Head should remain erect and avoid stressing facial muscles.
Maintaining one’s strides during the short marathon is a priority ( Van Oeveren, et al., 2017).
Mental training is an essential process in jogging. When running, maintaining one’s strides allows the runner to finish faster, whereas shorter strides are an indication of difficulty and tension ( Ramirez & Kravitz, 2012). Nonetheless, it is crucial to indicate that training is one of the ways through which people can overcome tension and pre-race nerves. Additionally, training is used to prepare the mind of the runner as they pass through the various milestones to improve their form.

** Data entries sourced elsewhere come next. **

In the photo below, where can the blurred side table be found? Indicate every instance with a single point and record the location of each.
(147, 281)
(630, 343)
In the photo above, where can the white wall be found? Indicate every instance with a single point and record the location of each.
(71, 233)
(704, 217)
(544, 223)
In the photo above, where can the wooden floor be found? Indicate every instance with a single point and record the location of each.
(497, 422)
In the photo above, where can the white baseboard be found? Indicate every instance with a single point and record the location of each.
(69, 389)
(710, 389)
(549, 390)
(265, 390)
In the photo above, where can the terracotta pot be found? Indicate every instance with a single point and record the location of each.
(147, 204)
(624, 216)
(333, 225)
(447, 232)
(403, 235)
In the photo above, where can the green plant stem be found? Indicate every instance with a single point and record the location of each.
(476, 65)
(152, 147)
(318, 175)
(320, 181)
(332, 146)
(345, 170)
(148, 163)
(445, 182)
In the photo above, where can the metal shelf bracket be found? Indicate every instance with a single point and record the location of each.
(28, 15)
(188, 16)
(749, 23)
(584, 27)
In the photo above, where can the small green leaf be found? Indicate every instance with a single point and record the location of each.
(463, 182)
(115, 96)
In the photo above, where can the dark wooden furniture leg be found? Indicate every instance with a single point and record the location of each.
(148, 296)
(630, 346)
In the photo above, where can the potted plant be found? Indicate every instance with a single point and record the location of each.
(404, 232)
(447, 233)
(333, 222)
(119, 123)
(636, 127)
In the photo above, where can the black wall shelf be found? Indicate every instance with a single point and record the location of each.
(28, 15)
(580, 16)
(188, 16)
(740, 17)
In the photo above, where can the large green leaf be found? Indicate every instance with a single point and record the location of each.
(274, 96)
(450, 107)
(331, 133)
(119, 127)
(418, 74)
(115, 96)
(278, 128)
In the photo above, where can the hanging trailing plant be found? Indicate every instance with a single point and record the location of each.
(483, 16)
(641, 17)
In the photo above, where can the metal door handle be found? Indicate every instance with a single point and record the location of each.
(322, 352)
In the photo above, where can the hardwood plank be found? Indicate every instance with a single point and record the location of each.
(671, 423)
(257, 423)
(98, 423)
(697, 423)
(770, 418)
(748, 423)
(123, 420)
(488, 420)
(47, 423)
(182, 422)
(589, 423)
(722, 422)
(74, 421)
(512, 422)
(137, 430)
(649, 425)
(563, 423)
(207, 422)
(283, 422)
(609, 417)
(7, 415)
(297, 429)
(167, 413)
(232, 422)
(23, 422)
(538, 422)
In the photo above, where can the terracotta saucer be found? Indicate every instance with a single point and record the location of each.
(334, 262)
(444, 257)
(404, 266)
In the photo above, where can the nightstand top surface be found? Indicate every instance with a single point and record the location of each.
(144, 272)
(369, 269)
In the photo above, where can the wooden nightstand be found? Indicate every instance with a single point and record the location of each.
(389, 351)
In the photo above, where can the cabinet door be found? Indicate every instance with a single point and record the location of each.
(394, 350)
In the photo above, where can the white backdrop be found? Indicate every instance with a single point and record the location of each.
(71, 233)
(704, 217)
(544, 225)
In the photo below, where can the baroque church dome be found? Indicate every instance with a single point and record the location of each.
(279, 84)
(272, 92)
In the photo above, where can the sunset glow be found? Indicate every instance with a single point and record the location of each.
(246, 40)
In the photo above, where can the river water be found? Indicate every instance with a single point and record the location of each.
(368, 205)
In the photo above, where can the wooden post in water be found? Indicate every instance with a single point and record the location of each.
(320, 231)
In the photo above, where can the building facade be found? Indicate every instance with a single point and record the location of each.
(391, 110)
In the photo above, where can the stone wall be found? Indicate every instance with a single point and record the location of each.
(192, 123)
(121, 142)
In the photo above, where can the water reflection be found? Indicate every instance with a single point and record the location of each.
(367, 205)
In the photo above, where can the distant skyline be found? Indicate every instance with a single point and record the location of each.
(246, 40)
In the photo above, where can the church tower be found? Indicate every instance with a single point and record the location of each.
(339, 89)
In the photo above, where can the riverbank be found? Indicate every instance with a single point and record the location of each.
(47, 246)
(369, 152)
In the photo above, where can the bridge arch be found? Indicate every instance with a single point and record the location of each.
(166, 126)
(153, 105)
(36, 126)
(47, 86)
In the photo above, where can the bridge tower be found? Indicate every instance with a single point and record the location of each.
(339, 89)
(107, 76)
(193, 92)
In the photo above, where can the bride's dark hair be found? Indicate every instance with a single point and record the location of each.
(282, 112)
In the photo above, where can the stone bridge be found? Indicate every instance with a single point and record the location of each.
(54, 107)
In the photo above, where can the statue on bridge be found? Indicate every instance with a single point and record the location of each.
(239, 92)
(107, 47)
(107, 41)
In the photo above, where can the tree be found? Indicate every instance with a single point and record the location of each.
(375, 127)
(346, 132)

Mental speed and attention are essential. Through going for several runs, one builds not only tolerance but also a mental speed and concentration. These abilities are critical for any athlete. Nonetheless, these skills are also crucial as it improves one’s ability to remember and recollect. Therefore, part of the importance of jogging is an improved cognitive ability.
Running is a form of physical stress aimed at offsetting mental stress. Plato said, “Exercise will cure a guilty conscience” through relieving it from stress. Harvard Health Publishing (2019) describes the relaxation process of jogging as a result of breathing out as a significant source of relaxation. Running requires a limited intake and release of air, to help in the aerobic metabolism. This continued cycle gives the body a sense of relaxation each time the runner exhales.
Dopamine is not the only hormone produced by the brain when running. Endorphins released in the brains have been known to cause the runner’s high. During this trance, the body of the runner is flooded with these hormones leading to reduced stress and increased energy. Additionally, Leptin in low volumes increases one able to compete in track events.
References
Department of Health & Human Services, State Government of Victoria, Australia. (2013). Running and Jogging - Health Benefits . Better Health Channel - Home. https://www.betterhealth.vic.gov.au/health/healthyliving/running-and-jogging-health-benefits
Harvard Health Publishing. (2019, September 24). Exercising to Relax . Harvard Health. https://www.health.harvard.edu/staying-healthy/exercising-to-relax
Ramirez, A., & Kravitz, L. (2012). Resistance training improves mental health. IDEA Fitness Journal , 9 (1), 20-22.
Van Oeveren, B. T., De Ruiter, C. J., Beek, P. J., & Van Dieën, J. H. (2017). Optimal stride frequencies in running at different speeds. PloS one , 12 (10).